Les non-dits de la guerre en Ukraine (II)
Une contribution d’ Oleg Nesterenko(*) – En parlant de la première guerre du dollar qui est la guerre d’Irak, il faut mettre de côté la fameuse fiole d’anthrax imaginaire que le secrétaire d’Etat américain Colin Powell a brandie à l’ONU, le 5 février 2003, afin de détruire le pays et de massacrer le peuple irakien, et de rappeler les faits. Les faits qui sont très éloignés de la fantaisie américaine.
Au mois d’octobre de l’an 2000, le président irakien Saddam Hussein a fait une déclaration qu’il ne souhaite plus vendre son pétrole contre les dollars américains, mais uniquement contre les euros. Une telle déclaration valait la signature de son arrêt de mort.
Selon une étude poussée d’American Civil Liberties Union et du Fonds américain de l’Independence du journalisme, qu’entre 2001 et 2003 le gouvernement américain a fait 935 déclarations mensongères concernant l’Irak, dont 260 directement par George W. Bush. Et parmi les 260 déclarations du mensonge prémédité du président américain, 232 ont été sur la présence en Irak d’armes de destruction massive inexistantes.
La fiole de Colin Powell, après 254 déclarations mensongères de ce dernier du même propos, n’a été que le point culminant d’une longue et laboureuse préparation de l’opinion publique nationale et internationale en vue d’un imminent déclenchement de l’extermination de la menace irakienne portée à la monnaie américaine.

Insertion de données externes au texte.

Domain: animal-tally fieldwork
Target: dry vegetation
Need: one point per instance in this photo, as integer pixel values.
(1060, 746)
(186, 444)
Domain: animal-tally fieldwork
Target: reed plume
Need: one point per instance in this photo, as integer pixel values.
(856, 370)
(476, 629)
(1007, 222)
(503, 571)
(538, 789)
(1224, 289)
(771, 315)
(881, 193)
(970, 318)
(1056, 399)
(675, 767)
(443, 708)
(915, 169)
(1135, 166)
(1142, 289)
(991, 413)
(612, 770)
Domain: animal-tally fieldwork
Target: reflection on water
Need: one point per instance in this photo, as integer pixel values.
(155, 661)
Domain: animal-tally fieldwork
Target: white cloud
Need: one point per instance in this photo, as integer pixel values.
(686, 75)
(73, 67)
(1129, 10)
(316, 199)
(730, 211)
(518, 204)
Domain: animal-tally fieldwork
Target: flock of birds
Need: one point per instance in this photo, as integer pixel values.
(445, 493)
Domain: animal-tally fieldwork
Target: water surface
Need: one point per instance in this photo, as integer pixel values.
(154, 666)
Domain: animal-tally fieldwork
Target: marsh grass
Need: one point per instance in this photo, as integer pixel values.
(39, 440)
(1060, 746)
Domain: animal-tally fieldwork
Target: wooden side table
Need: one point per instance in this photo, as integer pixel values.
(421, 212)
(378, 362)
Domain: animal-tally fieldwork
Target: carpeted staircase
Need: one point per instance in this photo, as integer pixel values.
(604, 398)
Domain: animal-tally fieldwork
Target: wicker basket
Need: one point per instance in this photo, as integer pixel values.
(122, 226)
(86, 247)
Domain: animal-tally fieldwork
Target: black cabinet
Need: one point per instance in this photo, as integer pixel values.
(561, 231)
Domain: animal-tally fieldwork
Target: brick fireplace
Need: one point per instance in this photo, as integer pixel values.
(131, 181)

Et, lorsqu’en février 2003, Saddam Hussein met sa «menace» à exécution en vendant plus de 3 milliards de barils de pétrole brut pour le montant de 26 milliards d’euros, un mois plus tard, les Etats-Unis procèdent à l’invasion et la destruction totale de l’Irak, dont on connaît les conséquences tragiques avec l’anéantissement de l’intégralité de l’infrastructure du pays et tant de morts parmi la population civile.
Même à ce jour, les Etats-Unis affirment fermement que cette guerre n’a strictement rien à avoir avec la volonté de l’Irak de s’affranchir du système des pétrodollars. Vu l’impunité judiciaire la plus totale des crimes contre l’humanité commis par les gouvernements successifs des Etats-Unis, ils ne se donnent même pas la peine de les couvrir par des récits, ne serait-ce que peu crédibles aux yeux de la communauté internationale.
Les faits sont parfaitement connus et on pourrait s’en arrêter là. Mais, pour que le procédé de «défense» des intérêts américains, dont l’actuelle guerre en Ukraine soit encore plus claire, parlons également de l’avant-dernière – seconde grande guerre du dollar qui est la guerre de Libye.
La seconde grande guerre du dollar
Six années se sont écoulées depuis l’anéantissement de la menace irakienne – une nouvelle menace existentielle pour le dollar américain est apparue en la personne de celui qui a refusé de tirer la leçon du destin tragique de Saddam Hossein : Mouammar Kadhafi.
En 2009, alors à la présidence de l’Union africaine, Mouammar Kadhafi propose aux Etats du continent africain une véritable révolution monétaire qui avait toutes les chances de réussir pour changer le destin du continent et qui a été accueillie avec un grand enthousiasme : se soustraire de la domination du dollar américain en créant une union monétaire africaine dans laquelle les exportations du pétrole et autres ressources naturelles africaines soient payées principalement par le dinar-or, une nouvelle monnaie à créer et qui serait fondée sur les actifs financiers et les réserves d’or des fonds souverains du continent.
Suivant l’exemple des pays arabes de l’Opep ayant leurs propres fonds souverains pétroliers, d’autres pays africains producteurs de pétrole, commençant par les géants pétroliers et gaziers l’Angola et le Nigeria, ont lancé des processus de la création de leurs propres fonds nationaux constitués des revenus tirés des exportations pétrolières. En tout, 28 nations productrices de pétrole et de gaz africains étaient parties prenantes du projet.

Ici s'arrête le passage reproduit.